I reached through the dark, hands out, laughing, half desperate.

Each time my fingers brushed a sleeve or a curl of hair -Nanette, Marton- they cried out, revealed themselves, and I, stupid Don Quixote, let them go at once.

Love and prejudice blinded me, I could not see how ridiculous I was with my respectful reserve.

I played the gallant when the hour demanded a thief.

The room was small, yet Angela evaded me completely. I begged her to yield, cursed her cruelty, begged again.

Her voice answered from nowhere, light and amused. "The difficulty of meeting each other," she said, "is mutual."

At last I gave up and sank into a chair, sweating from the chase.

For the next hour I told the history of Roger, when Angelica disappears through the power of the magic ring which the loving knight had so imprudently given her.

My voice filled the dark:

Cosi dicendo, intorno a la fortuna

Brancolando n'andava come cieco.

O quante volte abbraccio l'aria vana

Sperando la donzella abbracciar seco.

(So saying, he went groping round about the wheel of fortune, like a blind man.

Oh, how many times did he embrace the empty air, hoping to embrace the maiden with him.)

Nanette laughed softly. She had read Ariosto and took Angelica's side.

"Roger was a fool," she said. "if he had been wise, he would never have trusted the ring to a coquette."

I was delighted with Nanette, but I was yet too much of a novice to apply her remarks to myself.

 

One was hour left. Madame Orio would rise before dawn, pious as clockwork, and I was to be gone before she opened the street door for mass.

I spent that last hour pleading with Angela. "Come sit by me-only a moment," I whispered. She stayed where she was.

My soul went through every gradation of hope and despair, and the reader cannot possibly realize it unless he has been placed in a similar position.

I exhausted the most convincing arguments; then I had recourse to prayers, and even to tears.

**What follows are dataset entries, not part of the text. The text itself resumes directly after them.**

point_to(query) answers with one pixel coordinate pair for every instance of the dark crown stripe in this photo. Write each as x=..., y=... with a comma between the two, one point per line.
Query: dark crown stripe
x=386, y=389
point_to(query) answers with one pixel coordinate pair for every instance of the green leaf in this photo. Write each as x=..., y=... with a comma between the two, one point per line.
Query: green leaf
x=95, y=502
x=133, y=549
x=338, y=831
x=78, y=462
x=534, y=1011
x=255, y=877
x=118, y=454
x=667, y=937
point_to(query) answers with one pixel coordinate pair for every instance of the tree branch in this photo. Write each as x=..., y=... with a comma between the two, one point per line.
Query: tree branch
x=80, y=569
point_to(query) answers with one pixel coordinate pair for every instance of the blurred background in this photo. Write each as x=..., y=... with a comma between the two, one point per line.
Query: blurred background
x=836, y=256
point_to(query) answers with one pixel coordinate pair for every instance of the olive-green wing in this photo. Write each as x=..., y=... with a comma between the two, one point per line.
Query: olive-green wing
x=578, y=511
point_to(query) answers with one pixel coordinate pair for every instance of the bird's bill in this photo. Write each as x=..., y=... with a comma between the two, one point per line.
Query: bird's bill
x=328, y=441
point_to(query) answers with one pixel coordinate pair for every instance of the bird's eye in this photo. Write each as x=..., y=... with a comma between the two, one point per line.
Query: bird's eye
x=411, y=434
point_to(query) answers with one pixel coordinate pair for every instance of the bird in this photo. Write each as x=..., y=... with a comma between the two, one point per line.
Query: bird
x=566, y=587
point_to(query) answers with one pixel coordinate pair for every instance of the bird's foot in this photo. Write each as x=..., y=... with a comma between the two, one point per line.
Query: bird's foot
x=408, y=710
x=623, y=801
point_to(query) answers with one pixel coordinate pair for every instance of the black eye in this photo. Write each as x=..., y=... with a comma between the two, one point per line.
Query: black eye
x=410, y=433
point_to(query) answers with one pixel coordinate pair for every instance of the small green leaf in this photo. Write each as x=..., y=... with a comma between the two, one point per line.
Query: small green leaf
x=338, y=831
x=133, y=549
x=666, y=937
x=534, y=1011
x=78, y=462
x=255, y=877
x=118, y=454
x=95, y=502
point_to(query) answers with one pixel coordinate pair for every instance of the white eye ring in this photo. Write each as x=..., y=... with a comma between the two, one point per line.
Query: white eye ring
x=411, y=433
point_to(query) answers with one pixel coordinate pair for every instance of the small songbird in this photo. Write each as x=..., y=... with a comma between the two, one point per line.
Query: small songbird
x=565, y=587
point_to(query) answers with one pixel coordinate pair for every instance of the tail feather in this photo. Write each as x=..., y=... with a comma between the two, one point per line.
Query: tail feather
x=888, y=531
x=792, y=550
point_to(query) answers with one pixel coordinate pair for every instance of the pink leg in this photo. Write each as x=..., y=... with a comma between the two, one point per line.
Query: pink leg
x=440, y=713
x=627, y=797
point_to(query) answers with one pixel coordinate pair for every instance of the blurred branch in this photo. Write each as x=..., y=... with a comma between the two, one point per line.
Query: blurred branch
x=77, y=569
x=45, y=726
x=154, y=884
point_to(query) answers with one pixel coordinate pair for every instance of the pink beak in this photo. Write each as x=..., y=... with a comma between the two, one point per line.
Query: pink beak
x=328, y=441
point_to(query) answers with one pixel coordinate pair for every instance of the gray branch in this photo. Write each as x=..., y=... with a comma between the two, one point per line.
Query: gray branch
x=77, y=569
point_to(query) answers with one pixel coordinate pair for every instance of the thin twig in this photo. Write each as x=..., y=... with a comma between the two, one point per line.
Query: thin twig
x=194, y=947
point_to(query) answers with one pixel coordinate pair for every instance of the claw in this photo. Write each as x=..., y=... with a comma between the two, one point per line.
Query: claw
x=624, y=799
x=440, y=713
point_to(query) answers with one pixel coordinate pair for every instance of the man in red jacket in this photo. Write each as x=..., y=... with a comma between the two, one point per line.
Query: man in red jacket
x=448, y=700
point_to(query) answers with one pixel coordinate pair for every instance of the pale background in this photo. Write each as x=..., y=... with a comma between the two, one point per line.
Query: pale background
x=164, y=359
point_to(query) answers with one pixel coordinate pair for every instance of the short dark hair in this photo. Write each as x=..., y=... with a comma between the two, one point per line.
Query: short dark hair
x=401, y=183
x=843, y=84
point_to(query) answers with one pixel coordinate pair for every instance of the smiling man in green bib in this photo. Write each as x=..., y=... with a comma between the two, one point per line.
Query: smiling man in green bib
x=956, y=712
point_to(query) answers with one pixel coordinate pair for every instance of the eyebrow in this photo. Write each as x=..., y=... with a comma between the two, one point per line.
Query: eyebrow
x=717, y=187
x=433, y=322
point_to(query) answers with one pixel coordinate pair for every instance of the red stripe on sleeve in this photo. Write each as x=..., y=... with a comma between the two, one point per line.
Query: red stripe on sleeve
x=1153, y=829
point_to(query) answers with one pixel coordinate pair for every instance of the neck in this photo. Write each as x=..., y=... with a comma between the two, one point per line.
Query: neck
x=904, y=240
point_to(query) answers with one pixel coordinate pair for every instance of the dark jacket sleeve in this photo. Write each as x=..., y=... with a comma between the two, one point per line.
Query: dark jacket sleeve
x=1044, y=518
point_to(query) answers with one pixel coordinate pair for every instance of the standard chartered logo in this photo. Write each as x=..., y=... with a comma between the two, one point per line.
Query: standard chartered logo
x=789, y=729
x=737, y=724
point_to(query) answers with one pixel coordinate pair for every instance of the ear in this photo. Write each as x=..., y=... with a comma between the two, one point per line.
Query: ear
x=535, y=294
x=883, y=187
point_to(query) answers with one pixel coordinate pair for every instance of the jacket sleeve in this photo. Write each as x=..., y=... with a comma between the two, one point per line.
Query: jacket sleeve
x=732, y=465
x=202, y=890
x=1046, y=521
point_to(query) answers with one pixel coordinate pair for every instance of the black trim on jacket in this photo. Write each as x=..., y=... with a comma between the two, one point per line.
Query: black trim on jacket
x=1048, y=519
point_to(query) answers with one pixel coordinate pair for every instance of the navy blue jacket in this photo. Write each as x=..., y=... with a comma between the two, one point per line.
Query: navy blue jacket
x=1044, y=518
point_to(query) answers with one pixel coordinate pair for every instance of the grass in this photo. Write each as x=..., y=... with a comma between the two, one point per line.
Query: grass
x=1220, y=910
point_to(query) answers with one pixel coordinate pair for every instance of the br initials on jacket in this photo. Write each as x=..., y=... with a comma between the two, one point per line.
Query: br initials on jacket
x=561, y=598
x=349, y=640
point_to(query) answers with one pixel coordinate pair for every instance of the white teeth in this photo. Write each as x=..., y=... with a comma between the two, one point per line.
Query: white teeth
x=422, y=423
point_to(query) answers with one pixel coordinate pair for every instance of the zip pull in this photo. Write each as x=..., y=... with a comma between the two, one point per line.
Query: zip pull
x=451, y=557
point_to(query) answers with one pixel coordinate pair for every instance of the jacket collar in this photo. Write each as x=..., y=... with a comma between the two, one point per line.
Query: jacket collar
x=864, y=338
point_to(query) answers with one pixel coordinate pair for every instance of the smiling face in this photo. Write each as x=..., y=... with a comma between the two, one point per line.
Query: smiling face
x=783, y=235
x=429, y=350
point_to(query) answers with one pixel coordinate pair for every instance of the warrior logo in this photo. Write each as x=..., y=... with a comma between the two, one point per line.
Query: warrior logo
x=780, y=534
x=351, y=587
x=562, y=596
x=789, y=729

But, seeing all was useless, I gave way to that feeling of noble indignation which lends dignity to anger.

Had I not been in the dark, I might, I truly believe, have struck the proud monster, the cruel girl, who had thus for five hours condemned me to the most distressing suffering.

I poured out all the abuse, all the insulting words that despised love can suggest to an infuriated mind; I loaded her with the deepest curses; I swore that my love had entirely turned into hatred, and, as a finale, I advised her to be careful, as I would kill her the moment I would set my eyes on her.

 

The first light broke as my fury burned out.

Below, I heard the bolt slide, the door creak open-Madame Orio leaving for church.

I reached for my cloak and hat, ready to escape the wreck I'd made of the night.

But how can I ever portray the consternation in which I was thrown when, casting a sly glance upon the young friends, I found the three bathed in tears!

I froze.

In my shame and despair I thought of committing suicide, and sitting down again, I recollected my brutal speeches, and upbraided myself for having wantonly caused them to weep.

My throat closed; I couldn't speak. I felt choking; at last tears came to my assistance, and I gave way to a fit of crying which relieved me.

When Nanette whispered that her aunt would soon return, I stood, wiped my face, and fled without a word.

At home I threw myself on the bed, staring at the ceiling until noon. Sleep did not visit my troubled mind.

At noon, M. de Malipiero, noticing the change in my countenance, enquired what ailed me, and longing to unburden my heart, I told him all that had happened.

The wise old man did not laugh at my sorrow, but by his sensible advice he managed to console me and to give me courage. He was in the same predicament with the beautiful Therese.

Yet he could not help laughing at dinner when he saw me, in spite of my grief, eat with increased appetite; I had gone without my supper the night before, and he kindly informed me that a constitution which forgets grief in front of a full plate is one that will survive many disappointments in love.